Meath County Council is facing a bill for an estimated €500,000 costs after defeating a High Court challenge to its county develoment plan.
Mr Justice Quirke ruled the case was a bona-fide public interest one and the council should pay half the challengers' costs and legal expenses. He held that the challengers had acted out of a valid public interest in the environment and in the interests of communities affected by planning considerations.
Although they lost their action, the challengers - An Taisce chairman Mr Michael Smith and Cllr Tony McEvoy of Kildare County Council - had established a large number of factual issues, including that "the nature and extent" of the consideration given by the elected members of Meath County Council to guidelines for the zoning of lands for residential purposes "give rise to concern (and indeed unease)".
In September last, the judge dismissed the challenge to the making and adoption of Meath County Development Plan. The issue of who should pay the costs of the 12-day hearing was deferred.
Now, the High Court has ruled the council should pay 50 per cent of the applicants' costs and legal expenses as well as 100 per cent of the costs of the daily transcript of the hearing.
Legal sources estimate that the total bill for the council of its own costs and the parts of the applicants' costs which it has been directed to pay will be some €500,000.
In their proceedings, Mr Smith and Mr McEvoy claimed that the Meath County Development Plan did not comply with the strategic planning guidelines for the Greater Dublin Area, published in March 1999. That claim was rejected.
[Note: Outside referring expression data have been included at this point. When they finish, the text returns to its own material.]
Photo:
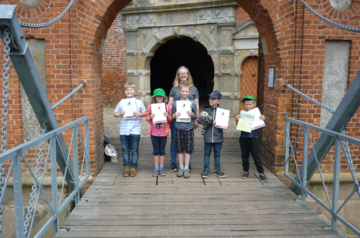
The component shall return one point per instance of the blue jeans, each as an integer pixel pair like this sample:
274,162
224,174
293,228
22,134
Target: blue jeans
207,153
173,153
130,143
159,143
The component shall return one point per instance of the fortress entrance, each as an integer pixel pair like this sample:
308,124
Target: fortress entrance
182,52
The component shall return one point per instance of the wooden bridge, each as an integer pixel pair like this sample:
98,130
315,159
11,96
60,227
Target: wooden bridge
146,206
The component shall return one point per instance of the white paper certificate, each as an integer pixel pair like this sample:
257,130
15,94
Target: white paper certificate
158,109
222,118
129,106
258,123
183,107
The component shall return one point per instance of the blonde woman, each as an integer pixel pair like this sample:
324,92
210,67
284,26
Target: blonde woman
182,75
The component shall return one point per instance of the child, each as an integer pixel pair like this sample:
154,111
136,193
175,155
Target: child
130,131
159,132
213,136
249,143
184,132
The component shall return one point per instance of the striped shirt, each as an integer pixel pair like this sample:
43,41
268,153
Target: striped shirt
131,126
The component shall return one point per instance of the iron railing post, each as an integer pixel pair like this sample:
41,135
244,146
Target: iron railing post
76,163
287,142
336,183
304,171
87,147
54,189
19,216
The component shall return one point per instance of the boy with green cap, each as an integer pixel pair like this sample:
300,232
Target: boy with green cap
249,143
159,131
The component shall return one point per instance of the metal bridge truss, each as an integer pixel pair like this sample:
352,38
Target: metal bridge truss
77,156
302,182
16,50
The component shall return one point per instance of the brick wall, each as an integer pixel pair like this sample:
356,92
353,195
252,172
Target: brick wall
114,62
296,49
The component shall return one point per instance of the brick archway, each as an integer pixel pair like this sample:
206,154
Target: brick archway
96,19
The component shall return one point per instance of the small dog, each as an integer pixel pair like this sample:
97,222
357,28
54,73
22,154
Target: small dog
206,117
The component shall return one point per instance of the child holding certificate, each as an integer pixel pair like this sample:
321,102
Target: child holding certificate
130,128
159,115
184,113
213,136
249,142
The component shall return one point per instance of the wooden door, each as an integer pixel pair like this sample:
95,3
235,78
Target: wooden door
248,84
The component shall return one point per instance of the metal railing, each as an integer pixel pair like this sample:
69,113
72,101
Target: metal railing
340,140
79,145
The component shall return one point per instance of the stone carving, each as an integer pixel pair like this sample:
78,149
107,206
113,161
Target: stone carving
225,61
196,35
166,32
241,55
216,15
187,31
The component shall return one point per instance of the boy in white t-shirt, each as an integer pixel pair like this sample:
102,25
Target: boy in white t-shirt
130,131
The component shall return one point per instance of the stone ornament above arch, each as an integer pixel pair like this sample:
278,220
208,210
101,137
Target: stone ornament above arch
240,56
341,9
161,35
29,8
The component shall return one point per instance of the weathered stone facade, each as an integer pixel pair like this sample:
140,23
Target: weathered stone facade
209,22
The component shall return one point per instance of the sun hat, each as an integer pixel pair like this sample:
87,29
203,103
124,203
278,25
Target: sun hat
159,92
215,94
248,97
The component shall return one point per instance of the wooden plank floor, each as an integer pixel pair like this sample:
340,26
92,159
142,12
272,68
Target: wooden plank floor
147,206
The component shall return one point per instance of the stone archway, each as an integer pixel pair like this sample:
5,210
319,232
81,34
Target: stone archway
186,52
139,63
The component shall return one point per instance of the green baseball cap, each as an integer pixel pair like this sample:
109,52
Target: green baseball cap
248,97
159,92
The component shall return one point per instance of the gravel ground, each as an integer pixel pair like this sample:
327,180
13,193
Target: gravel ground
112,126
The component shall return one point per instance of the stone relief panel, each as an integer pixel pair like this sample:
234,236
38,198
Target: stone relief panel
210,30
176,18
226,61
186,17
240,56
166,32
187,31
147,48
141,20
249,31
167,2
218,15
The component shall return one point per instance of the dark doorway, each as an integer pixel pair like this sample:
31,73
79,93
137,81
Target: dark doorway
182,52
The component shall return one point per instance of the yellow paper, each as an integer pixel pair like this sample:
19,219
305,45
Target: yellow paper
245,122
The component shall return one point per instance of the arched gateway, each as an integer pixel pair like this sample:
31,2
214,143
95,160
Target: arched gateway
214,29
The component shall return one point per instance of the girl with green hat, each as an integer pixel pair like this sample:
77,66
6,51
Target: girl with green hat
159,131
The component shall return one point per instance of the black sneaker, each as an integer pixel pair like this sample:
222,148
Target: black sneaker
245,175
173,167
263,177
219,174
205,173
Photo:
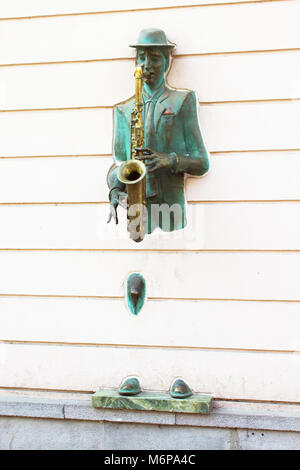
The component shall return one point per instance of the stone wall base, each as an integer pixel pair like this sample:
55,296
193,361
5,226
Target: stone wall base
40,420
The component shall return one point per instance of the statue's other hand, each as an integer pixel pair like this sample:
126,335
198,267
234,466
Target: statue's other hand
115,200
155,160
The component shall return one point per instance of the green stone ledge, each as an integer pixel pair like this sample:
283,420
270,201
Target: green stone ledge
153,401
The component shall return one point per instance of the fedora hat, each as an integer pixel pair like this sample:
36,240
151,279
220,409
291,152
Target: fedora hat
152,38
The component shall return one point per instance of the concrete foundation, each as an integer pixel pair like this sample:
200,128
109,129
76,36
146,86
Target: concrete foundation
64,421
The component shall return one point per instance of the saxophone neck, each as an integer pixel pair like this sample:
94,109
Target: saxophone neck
138,75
In his ruling on costs, Mr Justice Quirke said neither of the applicants was seeking to protect some private interest of his own and he was satisfied they had acted solely to further a valid public interest in the environment, particularly the interests of those communities affected by the planning considerations applicable to the greater Dublin area.
The proceedings had raised public law issues which were of general importance where the applicants had no private interest in the outcome and were therefore involved in a "public interest challenge."
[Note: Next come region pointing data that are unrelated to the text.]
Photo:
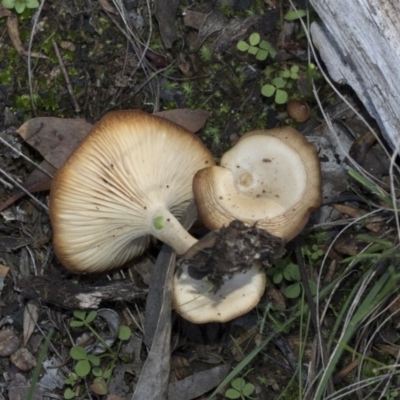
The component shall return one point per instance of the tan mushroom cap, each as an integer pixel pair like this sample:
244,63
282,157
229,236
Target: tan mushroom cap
130,179
195,300
271,177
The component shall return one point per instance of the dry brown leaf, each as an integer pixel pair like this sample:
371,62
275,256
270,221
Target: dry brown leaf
181,367
165,13
37,181
23,359
374,224
31,314
13,33
4,12
54,138
9,342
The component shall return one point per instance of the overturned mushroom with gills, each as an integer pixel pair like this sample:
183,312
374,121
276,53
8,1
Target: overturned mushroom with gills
128,181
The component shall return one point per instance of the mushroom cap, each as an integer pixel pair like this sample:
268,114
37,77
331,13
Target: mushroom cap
101,199
270,177
195,300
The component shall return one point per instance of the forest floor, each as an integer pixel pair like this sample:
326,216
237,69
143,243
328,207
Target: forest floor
327,325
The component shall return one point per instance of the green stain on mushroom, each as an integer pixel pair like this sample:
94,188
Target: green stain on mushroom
158,222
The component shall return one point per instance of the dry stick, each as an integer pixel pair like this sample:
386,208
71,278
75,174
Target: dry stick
156,369
66,77
311,304
33,31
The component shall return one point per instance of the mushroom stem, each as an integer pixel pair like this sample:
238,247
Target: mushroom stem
166,227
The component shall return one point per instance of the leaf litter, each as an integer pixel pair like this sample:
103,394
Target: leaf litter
25,232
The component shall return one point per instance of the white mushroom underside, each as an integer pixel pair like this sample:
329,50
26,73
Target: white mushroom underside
102,200
196,301
261,180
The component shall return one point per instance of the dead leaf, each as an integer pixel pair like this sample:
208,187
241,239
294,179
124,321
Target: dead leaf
214,21
192,120
374,224
9,342
156,369
359,149
347,245
390,349
23,359
181,367
13,33
194,19
31,314
54,138
165,13
108,7
37,181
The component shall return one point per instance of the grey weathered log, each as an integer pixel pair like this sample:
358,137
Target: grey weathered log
359,42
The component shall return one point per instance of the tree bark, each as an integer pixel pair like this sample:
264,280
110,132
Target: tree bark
359,42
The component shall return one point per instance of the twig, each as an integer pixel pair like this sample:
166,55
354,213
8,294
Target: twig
66,77
311,305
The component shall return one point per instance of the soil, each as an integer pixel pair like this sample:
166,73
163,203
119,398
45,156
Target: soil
81,59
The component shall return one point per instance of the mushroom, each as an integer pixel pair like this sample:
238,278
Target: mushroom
270,177
129,180
198,302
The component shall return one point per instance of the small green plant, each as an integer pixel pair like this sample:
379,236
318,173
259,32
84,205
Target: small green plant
284,269
279,84
240,389
99,367
20,5
261,49
276,88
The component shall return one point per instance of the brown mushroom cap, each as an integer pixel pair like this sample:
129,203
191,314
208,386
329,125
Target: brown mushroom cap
270,177
196,301
130,179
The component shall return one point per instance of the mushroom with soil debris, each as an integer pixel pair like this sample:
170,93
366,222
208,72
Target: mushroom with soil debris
271,181
270,177
223,275
129,180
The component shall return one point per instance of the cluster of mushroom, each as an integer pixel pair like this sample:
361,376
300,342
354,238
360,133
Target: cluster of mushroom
133,177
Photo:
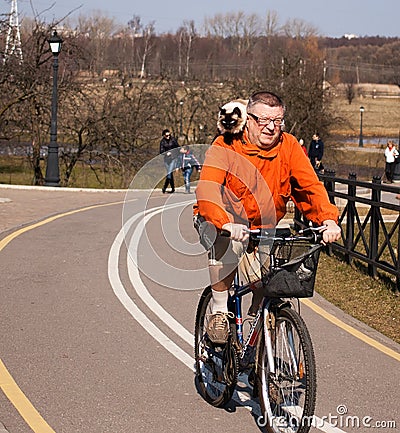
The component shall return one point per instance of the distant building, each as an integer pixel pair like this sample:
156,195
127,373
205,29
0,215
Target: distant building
350,36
In exercising his discretion in the case, the judge held he was entitled to take into account some findings of fact which he had made in his judgment. It was appropriate that he should do so as he had concluded the proceedings comprised a bona-fide public interest challenge.
The judge said that an analyis of the minutes of Meath County Council meetings between October 1999 and March 2001 disclosed that no land zoning application, among a very large number considered at more than 50 meetings, was determined or even considered in the context or against the background of the strategic planning guidelines.